Ennahda says will not impose Islamic banking

Tunisia's moderate Islamists have triumphed in the first elections held after the onset of the Arab Spring, setting the tone for the electoral contests that are in the offing in a region where blazing uprisings over the last 10 months have toppled entrenched dictatorships.

The Islamist Ennahda party won 90 seats in the 217-member Assembly, which will write a new Constitution, appoint an interim government and prepare for fresh parliamentary and presidential elections, probably within a year. The leftist Congress for the Republic (CPR) won 30 seats and the centre-left Ettakatol won 21 seats, announced elections chief Kamel Jendoubu on Thursday. These elections held on Sunday, where 90 per of the registered voters polled, followed a popular uprising which ended decades of authoritarian rule led by Zine el Abidine Ben Ali.

Analysts say Tunisia's election results are likely to resonate in Egypt, which goes to the polls on November 28.

Ennahda's much-expected strong showing has raised concerns about the party's supposedly tepid commitment to principles of secularism and gender equality. But addressing these fears, Ennahda leader Rachid Ghannouchi said after the results were announced his party stood opposed to discrimination among nationals. “We will continue this revolution to realise its aims of a Tunisia that is free, independent, developing and prosperous in which the rights of God, the Prophet, women, men, the religious and the non-religious are assured because Tunisia is for everyone.”

Prime Minister Beji Caid Sebsi told Egypt's Al-Ahram daily that the Ennahda had done nothing that made him doubt the party's adherence to secularism and democracy. “I can't judge intentions, that's up to God,” said Mr. Sebsi. But he added: “I can only judge by what's public and so far it's positive. At the end of the day, no one can come and change things completely.”

The Prime Minister said he was hopeful that Ennahda “will rule intelligently and deal with reality. It is not necessarily a dark force. Tunisia will continue to move forward and not go against history.” To reassure foreign investors, Ennahda has declared that it would not impose Islamic banking.
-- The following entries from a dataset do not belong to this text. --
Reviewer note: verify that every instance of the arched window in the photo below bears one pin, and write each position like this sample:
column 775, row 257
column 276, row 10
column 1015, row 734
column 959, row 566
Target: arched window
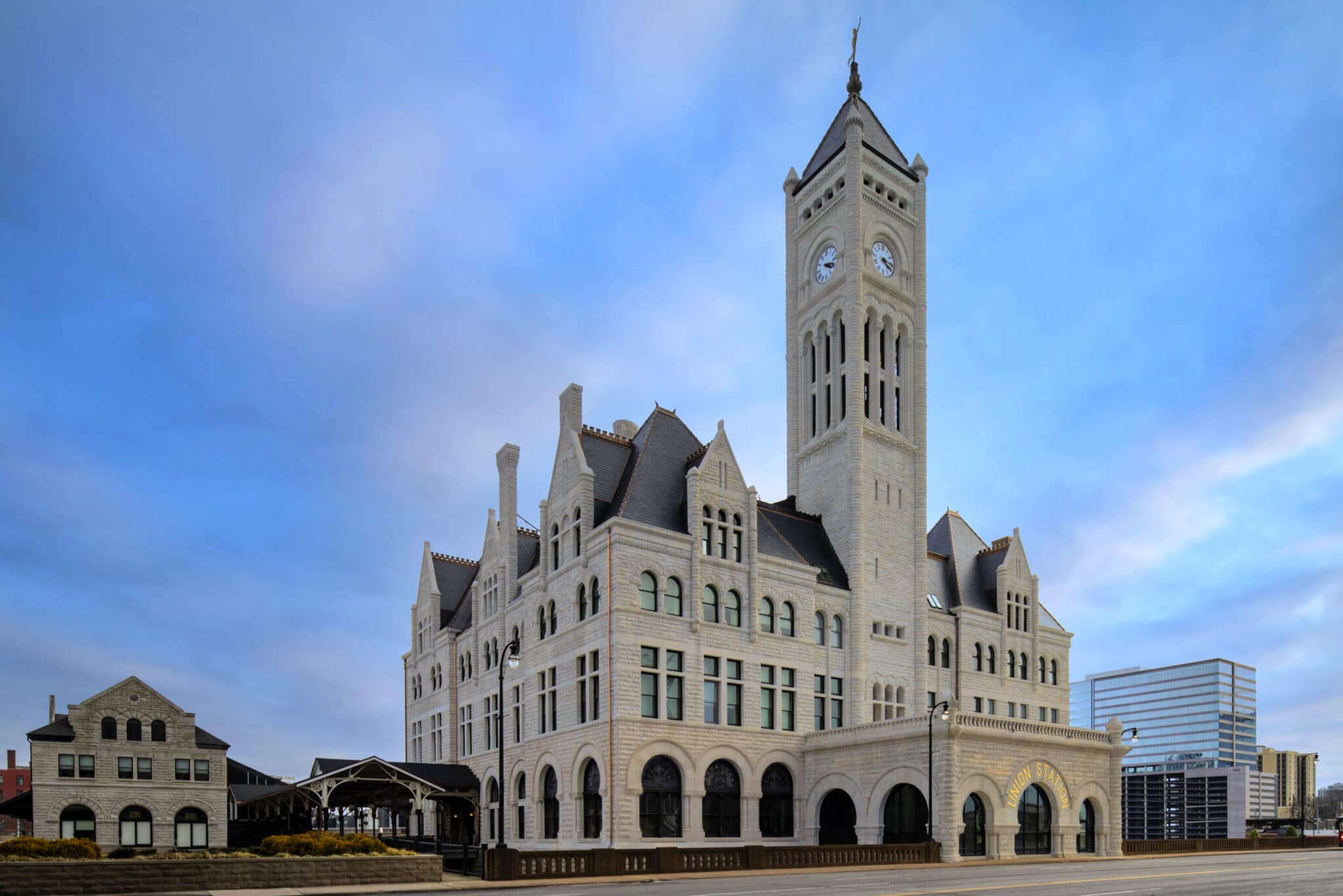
column 672, row 596
column 648, row 591
column 721, row 800
column 551, row 805
column 192, row 829
column 492, row 804
column 776, row 801
column 906, row 816
column 1087, row 828
column 1033, row 820
column 77, row 823
column 137, row 827
column 972, row 817
column 710, row 604
column 660, row 804
column 732, row 609
column 591, row 801
column 767, row 615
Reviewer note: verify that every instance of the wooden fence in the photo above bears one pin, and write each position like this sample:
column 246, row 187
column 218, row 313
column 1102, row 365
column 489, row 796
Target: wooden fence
column 1232, row 844
column 513, row 864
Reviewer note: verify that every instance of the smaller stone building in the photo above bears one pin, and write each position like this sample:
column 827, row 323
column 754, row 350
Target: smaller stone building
column 129, row 768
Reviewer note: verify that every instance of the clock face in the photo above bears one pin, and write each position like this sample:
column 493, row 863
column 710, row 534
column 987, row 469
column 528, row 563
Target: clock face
column 826, row 263
column 883, row 260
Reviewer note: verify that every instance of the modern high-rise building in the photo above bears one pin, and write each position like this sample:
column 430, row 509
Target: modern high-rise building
column 1194, row 715
column 1295, row 778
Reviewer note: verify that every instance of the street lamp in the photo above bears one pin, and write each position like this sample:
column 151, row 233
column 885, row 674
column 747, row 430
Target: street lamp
column 511, row 660
column 934, row 709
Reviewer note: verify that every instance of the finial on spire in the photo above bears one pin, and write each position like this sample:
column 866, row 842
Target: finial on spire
column 854, row 84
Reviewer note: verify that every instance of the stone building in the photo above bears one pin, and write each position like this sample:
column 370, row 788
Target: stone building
column 128, row 768
column 703, row 667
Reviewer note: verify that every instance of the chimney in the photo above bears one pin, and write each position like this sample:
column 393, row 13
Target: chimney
column 571, row 409
column 507, row 463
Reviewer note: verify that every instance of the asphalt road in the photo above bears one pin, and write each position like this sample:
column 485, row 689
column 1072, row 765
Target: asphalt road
column 1291, row 874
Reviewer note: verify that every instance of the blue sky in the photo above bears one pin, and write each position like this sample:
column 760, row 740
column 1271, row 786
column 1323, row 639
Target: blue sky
column 278, row 280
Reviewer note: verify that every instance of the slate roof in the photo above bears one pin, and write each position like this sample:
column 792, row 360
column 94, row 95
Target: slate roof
column 953, row 537
column 58, row 730
column 873, row 136
column 788, row 534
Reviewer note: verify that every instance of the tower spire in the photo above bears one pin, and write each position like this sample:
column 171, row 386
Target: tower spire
column 854, row 84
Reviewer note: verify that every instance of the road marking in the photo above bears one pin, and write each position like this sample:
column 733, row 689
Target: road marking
column 1084, row 880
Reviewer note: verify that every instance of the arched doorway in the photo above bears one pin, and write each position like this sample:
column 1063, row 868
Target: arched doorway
column 837, row 820
column 904, row 816
column 1087, row 828
column 1034, row 820
column 972, row 817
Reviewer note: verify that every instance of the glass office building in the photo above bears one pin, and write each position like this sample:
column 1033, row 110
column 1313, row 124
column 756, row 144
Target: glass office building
column 1195, row 715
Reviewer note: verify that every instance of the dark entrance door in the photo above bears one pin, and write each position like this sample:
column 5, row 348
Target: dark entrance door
column 837, row 820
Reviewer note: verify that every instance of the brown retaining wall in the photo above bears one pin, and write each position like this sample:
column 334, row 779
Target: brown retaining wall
column 512, row 864
column 1232, row 844
column 169, row 875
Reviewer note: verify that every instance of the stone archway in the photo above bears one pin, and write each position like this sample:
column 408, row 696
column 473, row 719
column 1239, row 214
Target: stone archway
column 837, row 820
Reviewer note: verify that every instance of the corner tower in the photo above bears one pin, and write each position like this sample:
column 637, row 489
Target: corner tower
column 856, row 321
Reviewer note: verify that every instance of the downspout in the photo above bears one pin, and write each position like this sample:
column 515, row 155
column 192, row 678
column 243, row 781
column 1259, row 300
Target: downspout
column 610, row 709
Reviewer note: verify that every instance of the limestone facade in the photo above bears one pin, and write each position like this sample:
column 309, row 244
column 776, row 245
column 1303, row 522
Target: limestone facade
column 887, row 618
column 93, row 775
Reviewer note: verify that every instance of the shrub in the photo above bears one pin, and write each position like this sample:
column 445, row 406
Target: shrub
column 39, row 848
column 321, row 843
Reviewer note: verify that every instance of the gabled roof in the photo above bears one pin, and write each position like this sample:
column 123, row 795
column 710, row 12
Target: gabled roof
column 873, row 136
column 652, row 486
column 785, row 532
column 965, row 579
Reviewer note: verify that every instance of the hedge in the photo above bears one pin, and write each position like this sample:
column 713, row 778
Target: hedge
column 39, row 848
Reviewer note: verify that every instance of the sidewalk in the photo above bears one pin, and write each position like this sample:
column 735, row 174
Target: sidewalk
column 460, row 883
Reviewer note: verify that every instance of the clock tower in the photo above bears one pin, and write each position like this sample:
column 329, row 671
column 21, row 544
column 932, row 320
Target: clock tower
column 856, row 343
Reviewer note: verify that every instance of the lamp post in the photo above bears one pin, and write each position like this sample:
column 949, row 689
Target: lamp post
column 511, row 659
column 934, row 709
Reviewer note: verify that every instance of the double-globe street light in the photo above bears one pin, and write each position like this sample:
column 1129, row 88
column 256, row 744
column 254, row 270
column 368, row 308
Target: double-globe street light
column 946, row 714
column 511, row 659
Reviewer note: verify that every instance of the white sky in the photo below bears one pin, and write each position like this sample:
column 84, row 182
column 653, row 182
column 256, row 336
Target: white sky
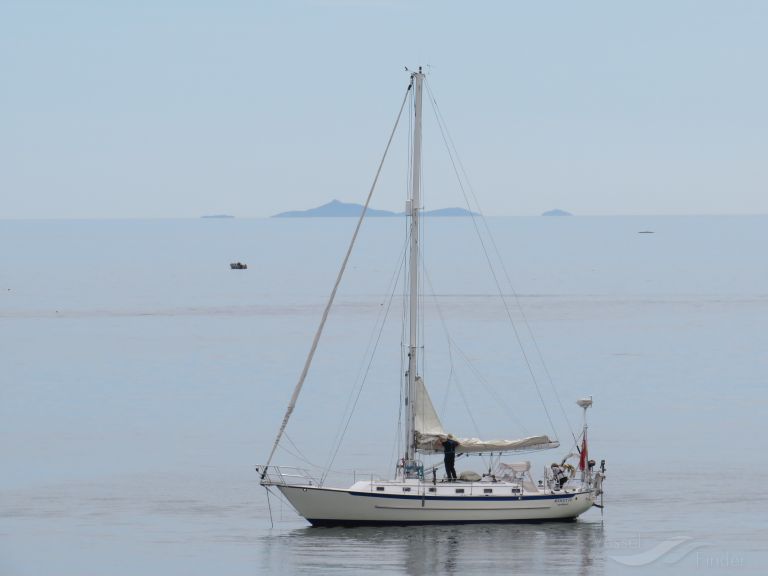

Despite its strong showing, the Ennahda would be seeking an alliance to establish a stable coalition — a condition unlikely to allow it to foist a sectarian agenda. Neither the CPR nor the Ettakatol, which have trailed Ennahda, has opposed participation with the Islamists in a broader coalition. Even before the final results were out, the Ennahda had declared its intent to form an inclusive interim government.

Notwithstanding the assurances, the results provoked some violence. Around 2,000 supporters of the Areedha Chaabiya marched on the Ennahda headquarters in Sidhi Bouzid, the cradle of the Tunisian uprising, after election officials, citing financial irregularities, cancelled seats won by the right-wing party. Crowds also set on fire an Ennahda office in Meknassy, 50 km from Sidi Bouzid. Ennahda supporters are holding remnants of the former regime responsible for the violence in Sidi Bouzid, where a night-curfew has been imposed.